Of course men’s lips are always saying that—but when two souls say it there is joy in heaven, because the day for which all creation strives is just so much the nearer.


CHAPTER XV

Andy was young and strong, so a good night’s rest and a little attention from the Millsby doctor soon put his arm sufficiently right to permit of his going about as usual. A few days later, therefore, he was quite able to escort his aunt and cousins to luncheon at the Stamfords’, whence they were to motor over to a garden-party at the Attertons’ in the afternoon.

But no one can be hurt in their vanity by a wound from which it will never recover sufficiently to grow strong again, without showing some signs of stress. And when to this is added a never-ceasing ache of suspense about the attitude of the Beloved, there is no doubt that the first chubby, careless look of youth is bound to vanish. The aunt and cousins found to their surprise that Andy was, after all, really grown up.

But enough boyishness remained to make him feel highly delighted, in spite of everything, at the prospect of showing the girls to his new friends, and his new friends to them. He was unfeignedly proud, too, of Mrs. Dixon and her smart appearance; even, vaguely, of the blue powder, which had seemed to him from earliest youth a sort of symbol of discreet dashingness.

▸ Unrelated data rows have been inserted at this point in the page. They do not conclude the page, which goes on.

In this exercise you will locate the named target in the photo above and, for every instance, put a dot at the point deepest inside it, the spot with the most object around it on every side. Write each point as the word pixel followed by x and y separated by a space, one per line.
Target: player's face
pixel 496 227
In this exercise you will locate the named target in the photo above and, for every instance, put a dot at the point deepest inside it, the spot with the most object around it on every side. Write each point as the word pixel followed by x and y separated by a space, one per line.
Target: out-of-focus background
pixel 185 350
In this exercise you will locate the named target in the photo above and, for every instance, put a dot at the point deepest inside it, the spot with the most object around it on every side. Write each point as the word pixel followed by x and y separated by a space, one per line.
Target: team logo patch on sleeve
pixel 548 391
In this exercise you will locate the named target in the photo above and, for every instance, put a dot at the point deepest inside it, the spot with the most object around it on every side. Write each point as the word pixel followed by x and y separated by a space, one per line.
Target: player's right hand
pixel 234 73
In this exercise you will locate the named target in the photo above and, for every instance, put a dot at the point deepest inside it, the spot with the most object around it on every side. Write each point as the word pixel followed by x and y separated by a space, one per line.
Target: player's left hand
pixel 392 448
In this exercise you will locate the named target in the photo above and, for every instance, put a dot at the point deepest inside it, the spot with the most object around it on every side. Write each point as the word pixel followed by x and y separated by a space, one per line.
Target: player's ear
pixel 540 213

“My aunt and cousins—Mrs. Stamford,” he said, with such a pleasant triumph in presenting people sure to accord to each other, that only a heart of stone could have failed to respond.

Mrs. Stamford, however, possessed that heart, socially; but she was so anxious to be agreeable to Andy’s relatives that she said with cordiality—

“I am so glad you were able to come.”

All the same, the stockings of the young ladies had a horrible fascination for her: she had never before realised that stockings could, as it were, so fill the horizon.